REFORMASI KELOMPOK JABATAN FUNGSIONAL (KJF) PENYULUH


Yang dimaksud penyuluh adalah penyuluh pegawai negeri sipil (PNS) yang berada di lingkungan Kantor Penyuluhan Pertanian dan Ketahanan Pangan Kabupaten Kotawaring Barat. Mengapa yang disorot hanya penyuluh? Pertama, ada yang mengatakan bahwa penyuluh merupakan “ujung tombak” pembangunan sesuai dengan sektornya. Kedua, ada yang mengatakan bahwa aksi penyuluh merupakan cerminan kinerja instansi satuan administasi pangkalnya. Ketiga, ada yang mengatakan bahwa penyuluh merupakan agen perubahan. Keempat, ada yang mengatakan bahwa menjadi penyuluh itu tidak gampang. Kelima, ada rumor yang mengatakan bahwa penyuluh tidak pernah mengadakan pertemuan kelompok. Keenam, ada yang mengatakan bahwa cepat atau lambat fasilitas bagi penyuluh akan lebih ditingkatkan. Ketujuh, ada rumor yang mengatakan bahwa penyuluh hanya makan gaji buta. Dan, barangkali masih banyak pernyataan lain yang menunjukkan adanya "tantangan dan harapan" bagi para penyuluh.

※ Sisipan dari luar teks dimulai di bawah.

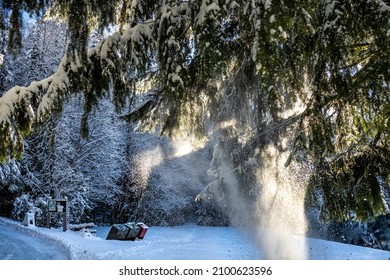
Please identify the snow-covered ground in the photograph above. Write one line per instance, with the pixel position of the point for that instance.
(188, 242)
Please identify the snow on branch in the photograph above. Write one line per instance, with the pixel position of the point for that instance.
(21, 106)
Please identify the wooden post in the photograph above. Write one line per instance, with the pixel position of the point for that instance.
(48, 220)
(64, 223)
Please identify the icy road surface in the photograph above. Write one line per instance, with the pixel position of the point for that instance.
(16, 245)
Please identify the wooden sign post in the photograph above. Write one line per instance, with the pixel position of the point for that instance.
(57, 206)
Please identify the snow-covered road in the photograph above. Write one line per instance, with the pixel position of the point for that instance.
(15, 245)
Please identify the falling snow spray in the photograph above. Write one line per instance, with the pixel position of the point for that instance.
(280, 208)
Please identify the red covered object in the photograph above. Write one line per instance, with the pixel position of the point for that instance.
(142, 230)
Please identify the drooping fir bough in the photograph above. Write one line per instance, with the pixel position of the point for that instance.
(330, 57)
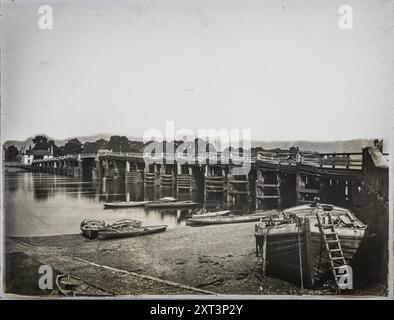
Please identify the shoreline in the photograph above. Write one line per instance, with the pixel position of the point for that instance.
(181, 261)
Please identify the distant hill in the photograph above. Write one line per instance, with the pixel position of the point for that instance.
(319, 146)
(60, 142)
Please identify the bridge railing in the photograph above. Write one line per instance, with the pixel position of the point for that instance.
(333, 160)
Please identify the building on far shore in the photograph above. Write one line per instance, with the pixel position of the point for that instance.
(28, 156)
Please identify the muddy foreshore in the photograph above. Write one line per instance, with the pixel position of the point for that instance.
(180, 261)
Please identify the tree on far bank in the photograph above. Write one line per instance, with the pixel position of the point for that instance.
(11, 153)
(41, 143)
(119, 144)
(73, 146)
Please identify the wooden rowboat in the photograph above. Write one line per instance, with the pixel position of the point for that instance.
(294, 249)
(90, 227)
(123, 223)
(109, 233)
(71, 286)
(171, 204)
(211, 214)
(223, 220)
(124, 204)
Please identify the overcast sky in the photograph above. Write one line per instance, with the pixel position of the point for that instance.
(283, 69)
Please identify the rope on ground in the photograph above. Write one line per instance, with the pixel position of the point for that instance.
(170, 283)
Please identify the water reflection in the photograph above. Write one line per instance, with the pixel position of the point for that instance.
(39, 204)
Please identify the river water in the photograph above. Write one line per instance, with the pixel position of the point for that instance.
(40, 204)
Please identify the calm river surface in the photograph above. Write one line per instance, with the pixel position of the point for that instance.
(41, 204)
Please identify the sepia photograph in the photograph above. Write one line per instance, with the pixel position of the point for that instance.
(196, 149)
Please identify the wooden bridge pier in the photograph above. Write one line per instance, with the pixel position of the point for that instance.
(214, 183)
(268, 189)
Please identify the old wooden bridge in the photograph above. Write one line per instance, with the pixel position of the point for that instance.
(270, 179)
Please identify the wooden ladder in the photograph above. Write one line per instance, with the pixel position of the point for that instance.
(334, 249)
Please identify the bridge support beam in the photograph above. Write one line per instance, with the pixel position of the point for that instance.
(268, 189)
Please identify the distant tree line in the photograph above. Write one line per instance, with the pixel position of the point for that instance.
(115, 143)
(74, 146)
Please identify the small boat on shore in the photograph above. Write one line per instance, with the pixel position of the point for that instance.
(171, 204)
(90, 227)
(223, 220)
(211, 214)
(123, 223)
(126, 232)
(71, 286)
(124, 204)
(167, 199)
(308, 242)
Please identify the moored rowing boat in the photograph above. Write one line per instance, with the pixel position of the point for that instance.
(90, 227)
(109, 233)
(124, 204)
(223, 220)
(211, 214)
(171, 204)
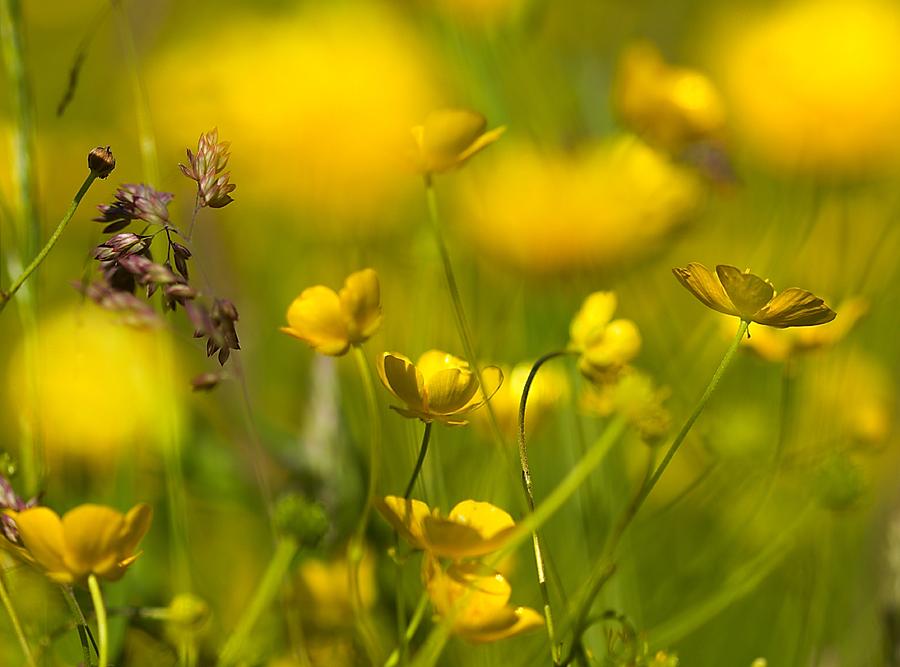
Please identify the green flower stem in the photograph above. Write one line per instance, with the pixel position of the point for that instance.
(14, 619)
(266, 592)
(462, 323)
(410, 632)
(604, 566)
(355, 550)
(5, 296)
(100, 611)
(423, 450)
(83, 632)
(434, 643)
(529, 496)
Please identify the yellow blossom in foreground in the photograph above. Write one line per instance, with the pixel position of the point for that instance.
(602, 205)
(605, 344)
(814, 85)
(745, 295)
(89, 539)
(548, 387)
(669, 106)
(780, 345)
(477, 599)
(448, 138)
(330, 322)
(440, 387)
(471, 529)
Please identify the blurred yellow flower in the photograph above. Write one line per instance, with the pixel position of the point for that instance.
(815, 84)
(471, 529)
(331, 322)
(548, 388)
(606, 345)
(669, 106)
(779, 345)
(440, 387)
(324, 590)
(89, 539)
(553, 212)
(330, 88)
(751, 298)
(100, 386)
(448, 138)
(477, 599)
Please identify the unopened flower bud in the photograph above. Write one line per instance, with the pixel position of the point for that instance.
(101, 161)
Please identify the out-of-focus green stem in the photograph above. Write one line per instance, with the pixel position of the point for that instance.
(100, 611)
(17, 625)
(355, 550)
(6, 295)
(266, 592)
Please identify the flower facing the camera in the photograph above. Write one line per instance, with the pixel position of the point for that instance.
(448, 138)
(476, 599)
(87, 540)
(330, 322)
(749, 297)
(606, 345)
(439, 387)
(471, 529)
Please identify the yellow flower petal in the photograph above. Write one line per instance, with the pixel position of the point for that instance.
(703, 284)
(361, 304)
(748, 292)
(448, 391)
(406, 516)
(41, 531)
(91, 534)
(471, 529)
(316, 318)
(402, 379)
(795, 307)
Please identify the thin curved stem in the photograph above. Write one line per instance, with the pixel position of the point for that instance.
(423, 450)
(16, 623)
(5, 296)
(100, 611)
(604, 566)
(529, 496)
(355, 550)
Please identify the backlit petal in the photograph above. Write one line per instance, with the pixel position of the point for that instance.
(703, 284)
(749, 293)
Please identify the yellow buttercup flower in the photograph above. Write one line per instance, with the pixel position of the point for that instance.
(669, 106)
(330, 322)
(89, 539)
(605, 344)
(780, 345)
(751, 298)
(471, 529)
(440, 387)
(477, 599)
(548, 387)
(448, 138)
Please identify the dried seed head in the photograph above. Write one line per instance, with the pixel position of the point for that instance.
(101, 161)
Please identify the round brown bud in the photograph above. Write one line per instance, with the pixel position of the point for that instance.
(101, 161)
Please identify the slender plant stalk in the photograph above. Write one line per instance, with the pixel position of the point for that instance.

Enak atau tidak enak, baik atau tidak baik, benar atau salah, sah  atau tidak sah, pernyataan-pernyataan tersebut di atas menunjukkan masih adanya pengakuan atas keberadaan penyuluh. Tidak ada yang abadi, kecuali perubahan. Oleh karena itu, tidak ada salahnya jika kita untuk selalu bercermin diri. Apakah yang kita lakukan sudah sesuai harapan? Apakah kita telah membekali diri untuk menghadapi tantangan yang ada? Sementara teknologi informasi dan komunikasi berkembang cepat dan berpengaruh terhadap segala sisi-sisi kehidupan, termasuk bidang penyuluhan.

KJF dan PPL
Kita coba memahami kembali apa yang dimasud KJF, dan apa yang dimaksud PPL. Sebagian dari kita, atau barangkali sebagian besar dari kita, selama ini memahami atau menganggap bahwa Kelompok Jabatan Fungsional (KJF) adalah jabatan fungsional yang hanya melaksanakan kegiatannya di kantor, atau katakanlah jabatan struktural bayangan. Sedangkan PPL (yang sebenarnya sebutan ini sudah tidak tepat lagi untuk era sekarang) adalah jabatan fungsional penyuluh yang hanya melaksanakan kegiatannya di lapangan atau lokasi. Benarkah anggapan yang demikian?

Jika kita mengamini anggapan tersebut di atas, tidak salah jika ada yang berpendapat bahwa kita belum mampu memahami uraian tugas pokok dan fungsi kita sebagai penyuluh. Jika kita pelajari kembali tentang uraian tugas pokok, dan fungsi penyuluh secara umum, berdasarkan lokasi penyuluh dalam melaksanakan kegiatan penyuluhannya, ada kalanya penyuluh melaksanakan kegiatan penyuluhannya di kantor, dan ada kalanya melaksanakan kegiatan penyuluhannya di luar kantor. Masalahnya sekarang, mampukah kita membedakan apa itu KJF, dan apa itu PPL?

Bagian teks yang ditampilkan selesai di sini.